SUIVRE LES LIGNES DU MONDE…
Peut- être que tout a commencé là, sur ce rivage de Mer de Chine que l’on appelait le cap Saint Jacques, je devais avoir neuf ou dix ans. Je découvris une limule sur le sable, mon effroi fit place à ma curiosité, puis à mon émerveillement face à cette forme vivante, si étrange, venue d’un autre temps.
Ce contact inaugura pour moi ce sentiment profond d’habiter un Monde, ou plutôt un perpétuel Nouveau Monde qu’il me fallait explorer.
Depuis je reviens toujours au rivage, vers cette lisière, cette frange. Ramasser une algue luisante d’écume, une pierre, un fragment de corail pour m’en faire des alliés. (…) C’est dans ce flux et reflux que s’opère mon travail plastique. Après cette collecte, ce corps à corps, cette nécessité d’une résonance, vient le temps de l’atelier.
Par la gravure et l’empreinte, par métamorphoses successives je reçois, je transforme, je partage.

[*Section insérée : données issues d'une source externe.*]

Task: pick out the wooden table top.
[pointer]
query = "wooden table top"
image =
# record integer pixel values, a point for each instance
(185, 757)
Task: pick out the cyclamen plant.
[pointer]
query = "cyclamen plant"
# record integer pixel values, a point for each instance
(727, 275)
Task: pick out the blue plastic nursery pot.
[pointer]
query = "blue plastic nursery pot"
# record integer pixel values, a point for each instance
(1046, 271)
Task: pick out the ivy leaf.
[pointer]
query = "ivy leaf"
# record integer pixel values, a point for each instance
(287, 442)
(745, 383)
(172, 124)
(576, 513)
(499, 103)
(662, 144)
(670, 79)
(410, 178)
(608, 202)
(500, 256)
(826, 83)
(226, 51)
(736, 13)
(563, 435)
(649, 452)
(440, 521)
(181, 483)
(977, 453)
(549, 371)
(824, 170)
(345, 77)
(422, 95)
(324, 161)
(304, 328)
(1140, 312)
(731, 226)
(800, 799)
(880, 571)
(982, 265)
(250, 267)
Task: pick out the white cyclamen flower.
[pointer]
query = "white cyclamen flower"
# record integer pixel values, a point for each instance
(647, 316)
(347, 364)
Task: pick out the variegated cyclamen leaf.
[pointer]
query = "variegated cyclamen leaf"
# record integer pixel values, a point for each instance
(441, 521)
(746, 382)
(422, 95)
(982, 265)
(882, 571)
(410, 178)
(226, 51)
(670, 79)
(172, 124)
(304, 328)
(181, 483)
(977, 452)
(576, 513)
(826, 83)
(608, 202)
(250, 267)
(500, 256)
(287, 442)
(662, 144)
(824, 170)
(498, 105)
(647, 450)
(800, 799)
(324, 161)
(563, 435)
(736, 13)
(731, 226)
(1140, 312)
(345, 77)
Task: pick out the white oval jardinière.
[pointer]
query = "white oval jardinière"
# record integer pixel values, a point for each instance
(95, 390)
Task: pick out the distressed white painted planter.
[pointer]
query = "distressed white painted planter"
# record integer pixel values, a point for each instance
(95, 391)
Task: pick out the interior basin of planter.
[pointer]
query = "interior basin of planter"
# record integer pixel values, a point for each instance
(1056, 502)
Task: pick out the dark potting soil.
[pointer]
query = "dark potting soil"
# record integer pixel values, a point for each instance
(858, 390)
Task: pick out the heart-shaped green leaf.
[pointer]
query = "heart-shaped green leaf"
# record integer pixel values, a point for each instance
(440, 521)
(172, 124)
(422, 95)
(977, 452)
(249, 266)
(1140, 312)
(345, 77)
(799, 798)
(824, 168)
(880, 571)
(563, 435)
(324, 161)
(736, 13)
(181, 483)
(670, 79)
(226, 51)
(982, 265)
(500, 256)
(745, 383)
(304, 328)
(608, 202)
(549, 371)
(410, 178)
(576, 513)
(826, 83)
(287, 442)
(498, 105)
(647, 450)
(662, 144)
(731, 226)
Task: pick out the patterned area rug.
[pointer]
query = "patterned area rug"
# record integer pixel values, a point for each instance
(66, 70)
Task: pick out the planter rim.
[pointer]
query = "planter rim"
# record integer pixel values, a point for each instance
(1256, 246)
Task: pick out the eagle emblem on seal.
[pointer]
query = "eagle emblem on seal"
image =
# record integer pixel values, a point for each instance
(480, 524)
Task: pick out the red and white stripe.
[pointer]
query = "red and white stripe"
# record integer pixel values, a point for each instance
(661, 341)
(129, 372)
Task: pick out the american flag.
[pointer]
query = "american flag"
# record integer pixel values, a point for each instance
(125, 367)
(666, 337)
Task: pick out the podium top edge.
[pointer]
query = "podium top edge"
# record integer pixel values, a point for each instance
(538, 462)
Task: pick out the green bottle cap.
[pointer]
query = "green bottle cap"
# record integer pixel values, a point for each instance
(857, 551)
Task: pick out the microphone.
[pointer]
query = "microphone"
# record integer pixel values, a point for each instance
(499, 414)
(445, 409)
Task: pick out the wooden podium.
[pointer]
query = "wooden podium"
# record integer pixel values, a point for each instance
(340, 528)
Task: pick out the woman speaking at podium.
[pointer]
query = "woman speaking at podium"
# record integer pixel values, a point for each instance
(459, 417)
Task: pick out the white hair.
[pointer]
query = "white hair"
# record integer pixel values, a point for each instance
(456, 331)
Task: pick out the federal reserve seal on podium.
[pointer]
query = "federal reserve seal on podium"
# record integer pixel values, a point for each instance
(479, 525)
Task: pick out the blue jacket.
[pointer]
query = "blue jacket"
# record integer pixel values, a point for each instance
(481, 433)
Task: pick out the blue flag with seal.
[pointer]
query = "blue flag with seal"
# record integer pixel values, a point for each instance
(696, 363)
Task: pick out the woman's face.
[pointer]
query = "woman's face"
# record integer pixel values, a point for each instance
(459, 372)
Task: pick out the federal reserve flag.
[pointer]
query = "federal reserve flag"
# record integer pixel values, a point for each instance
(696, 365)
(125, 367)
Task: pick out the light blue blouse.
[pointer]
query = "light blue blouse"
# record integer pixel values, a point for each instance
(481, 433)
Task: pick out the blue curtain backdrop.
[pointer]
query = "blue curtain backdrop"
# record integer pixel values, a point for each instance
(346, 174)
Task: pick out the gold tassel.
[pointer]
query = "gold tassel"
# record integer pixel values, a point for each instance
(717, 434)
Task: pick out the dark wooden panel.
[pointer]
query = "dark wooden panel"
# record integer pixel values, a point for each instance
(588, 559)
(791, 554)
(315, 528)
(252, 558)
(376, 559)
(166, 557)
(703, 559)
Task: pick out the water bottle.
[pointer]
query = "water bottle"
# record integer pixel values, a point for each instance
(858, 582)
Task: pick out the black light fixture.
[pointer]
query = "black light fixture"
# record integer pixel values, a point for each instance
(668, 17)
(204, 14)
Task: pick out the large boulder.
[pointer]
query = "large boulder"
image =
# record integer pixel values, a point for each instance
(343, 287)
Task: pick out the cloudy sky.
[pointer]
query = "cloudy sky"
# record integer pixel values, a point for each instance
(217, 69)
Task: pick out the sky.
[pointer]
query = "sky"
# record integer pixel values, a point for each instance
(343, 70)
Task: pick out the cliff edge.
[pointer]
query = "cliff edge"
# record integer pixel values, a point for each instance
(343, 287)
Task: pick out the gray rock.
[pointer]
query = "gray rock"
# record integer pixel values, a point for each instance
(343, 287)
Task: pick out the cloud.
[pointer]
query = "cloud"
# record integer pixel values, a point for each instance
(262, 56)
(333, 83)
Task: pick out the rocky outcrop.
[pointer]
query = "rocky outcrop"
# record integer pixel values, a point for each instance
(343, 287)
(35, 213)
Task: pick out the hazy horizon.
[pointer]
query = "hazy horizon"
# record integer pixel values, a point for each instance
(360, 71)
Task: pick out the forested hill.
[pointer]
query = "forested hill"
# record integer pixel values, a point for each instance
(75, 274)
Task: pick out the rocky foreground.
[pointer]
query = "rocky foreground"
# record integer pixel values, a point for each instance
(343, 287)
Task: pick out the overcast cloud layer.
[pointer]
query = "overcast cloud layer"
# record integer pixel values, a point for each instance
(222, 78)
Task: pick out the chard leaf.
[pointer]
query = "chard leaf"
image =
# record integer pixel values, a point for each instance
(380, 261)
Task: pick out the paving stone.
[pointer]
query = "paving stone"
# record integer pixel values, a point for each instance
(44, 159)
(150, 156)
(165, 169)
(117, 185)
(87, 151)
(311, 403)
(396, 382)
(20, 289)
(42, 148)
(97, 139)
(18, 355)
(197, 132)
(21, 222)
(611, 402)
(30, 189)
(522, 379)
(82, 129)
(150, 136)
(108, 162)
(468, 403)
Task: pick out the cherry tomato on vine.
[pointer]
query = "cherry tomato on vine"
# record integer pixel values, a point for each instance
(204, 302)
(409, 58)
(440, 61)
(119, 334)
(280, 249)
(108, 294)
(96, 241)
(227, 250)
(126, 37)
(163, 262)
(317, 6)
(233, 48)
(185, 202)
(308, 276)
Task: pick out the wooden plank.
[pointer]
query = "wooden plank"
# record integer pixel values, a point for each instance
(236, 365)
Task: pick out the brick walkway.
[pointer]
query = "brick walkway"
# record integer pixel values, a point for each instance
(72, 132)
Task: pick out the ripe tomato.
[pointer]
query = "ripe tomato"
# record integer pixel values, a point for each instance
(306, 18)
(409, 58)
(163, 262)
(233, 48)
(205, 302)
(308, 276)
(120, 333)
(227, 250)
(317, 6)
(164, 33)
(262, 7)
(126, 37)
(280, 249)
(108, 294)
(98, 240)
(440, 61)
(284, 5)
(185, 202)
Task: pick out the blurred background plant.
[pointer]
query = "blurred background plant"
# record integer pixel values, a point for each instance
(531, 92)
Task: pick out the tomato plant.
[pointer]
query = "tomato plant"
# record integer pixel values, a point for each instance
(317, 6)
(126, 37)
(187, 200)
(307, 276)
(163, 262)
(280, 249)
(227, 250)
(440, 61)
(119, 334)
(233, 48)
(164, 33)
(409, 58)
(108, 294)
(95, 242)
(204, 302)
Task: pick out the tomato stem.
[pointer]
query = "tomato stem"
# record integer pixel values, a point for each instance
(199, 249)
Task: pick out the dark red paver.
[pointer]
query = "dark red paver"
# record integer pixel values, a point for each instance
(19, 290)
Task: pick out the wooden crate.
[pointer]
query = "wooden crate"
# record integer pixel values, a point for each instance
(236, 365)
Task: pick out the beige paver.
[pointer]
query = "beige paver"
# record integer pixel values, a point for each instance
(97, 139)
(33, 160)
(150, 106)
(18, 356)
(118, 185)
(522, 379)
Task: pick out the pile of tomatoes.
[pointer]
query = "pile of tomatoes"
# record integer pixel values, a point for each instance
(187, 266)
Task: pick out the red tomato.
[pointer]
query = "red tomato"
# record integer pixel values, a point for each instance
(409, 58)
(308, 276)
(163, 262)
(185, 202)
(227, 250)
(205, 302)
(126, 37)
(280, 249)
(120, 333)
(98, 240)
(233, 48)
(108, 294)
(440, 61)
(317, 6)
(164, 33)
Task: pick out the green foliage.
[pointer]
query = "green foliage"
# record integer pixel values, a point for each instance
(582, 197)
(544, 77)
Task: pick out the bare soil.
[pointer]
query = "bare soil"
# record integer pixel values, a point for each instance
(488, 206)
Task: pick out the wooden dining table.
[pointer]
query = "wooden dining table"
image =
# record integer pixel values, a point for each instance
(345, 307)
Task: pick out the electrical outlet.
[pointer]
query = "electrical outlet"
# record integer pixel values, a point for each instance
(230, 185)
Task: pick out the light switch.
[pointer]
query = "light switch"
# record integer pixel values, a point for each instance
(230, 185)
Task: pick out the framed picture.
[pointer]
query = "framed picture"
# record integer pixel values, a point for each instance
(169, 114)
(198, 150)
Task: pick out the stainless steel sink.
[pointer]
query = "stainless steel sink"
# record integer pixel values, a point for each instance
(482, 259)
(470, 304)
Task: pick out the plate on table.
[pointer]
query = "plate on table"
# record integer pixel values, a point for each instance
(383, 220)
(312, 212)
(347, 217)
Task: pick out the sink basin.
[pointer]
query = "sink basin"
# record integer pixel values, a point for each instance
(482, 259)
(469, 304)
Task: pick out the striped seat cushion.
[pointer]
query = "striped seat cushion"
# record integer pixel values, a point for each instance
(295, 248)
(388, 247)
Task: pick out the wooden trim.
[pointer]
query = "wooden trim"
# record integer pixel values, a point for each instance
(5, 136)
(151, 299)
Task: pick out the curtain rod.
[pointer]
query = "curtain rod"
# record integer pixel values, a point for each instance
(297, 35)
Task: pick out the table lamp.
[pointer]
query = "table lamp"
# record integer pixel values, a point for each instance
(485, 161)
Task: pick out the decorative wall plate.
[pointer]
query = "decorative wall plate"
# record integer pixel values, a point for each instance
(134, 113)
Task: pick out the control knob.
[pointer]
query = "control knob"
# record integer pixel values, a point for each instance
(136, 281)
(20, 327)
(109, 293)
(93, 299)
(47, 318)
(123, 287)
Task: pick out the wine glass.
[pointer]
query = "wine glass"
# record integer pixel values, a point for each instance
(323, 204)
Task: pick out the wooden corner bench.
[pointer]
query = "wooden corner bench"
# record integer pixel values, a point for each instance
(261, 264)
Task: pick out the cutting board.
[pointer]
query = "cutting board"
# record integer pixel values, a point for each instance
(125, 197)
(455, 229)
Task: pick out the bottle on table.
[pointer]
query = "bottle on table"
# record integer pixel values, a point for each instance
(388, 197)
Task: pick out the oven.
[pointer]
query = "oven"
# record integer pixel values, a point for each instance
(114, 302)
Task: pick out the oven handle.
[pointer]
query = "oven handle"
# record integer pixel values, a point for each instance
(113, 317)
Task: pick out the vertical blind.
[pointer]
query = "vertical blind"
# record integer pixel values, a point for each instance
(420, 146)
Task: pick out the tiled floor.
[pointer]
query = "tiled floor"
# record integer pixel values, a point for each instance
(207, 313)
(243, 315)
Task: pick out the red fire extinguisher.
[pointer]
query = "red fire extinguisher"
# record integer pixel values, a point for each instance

La plaque ou la pâte se creuse alors, les matrices se déploient, s’incurvent tel un creuset d’où surgirait une image. (…) Au-delà de l’apparence, la trace. (…)
Dès lors mes papiers deviennent comme un lieu de passage, un instrument de vision, témoignant de cette émergence éblouie.
Ils tentent de transmettre une expérience, au-delà des mots, de parler d’une immanence, d’un certain chant de la terre face au saccage de notre unique vaisseau.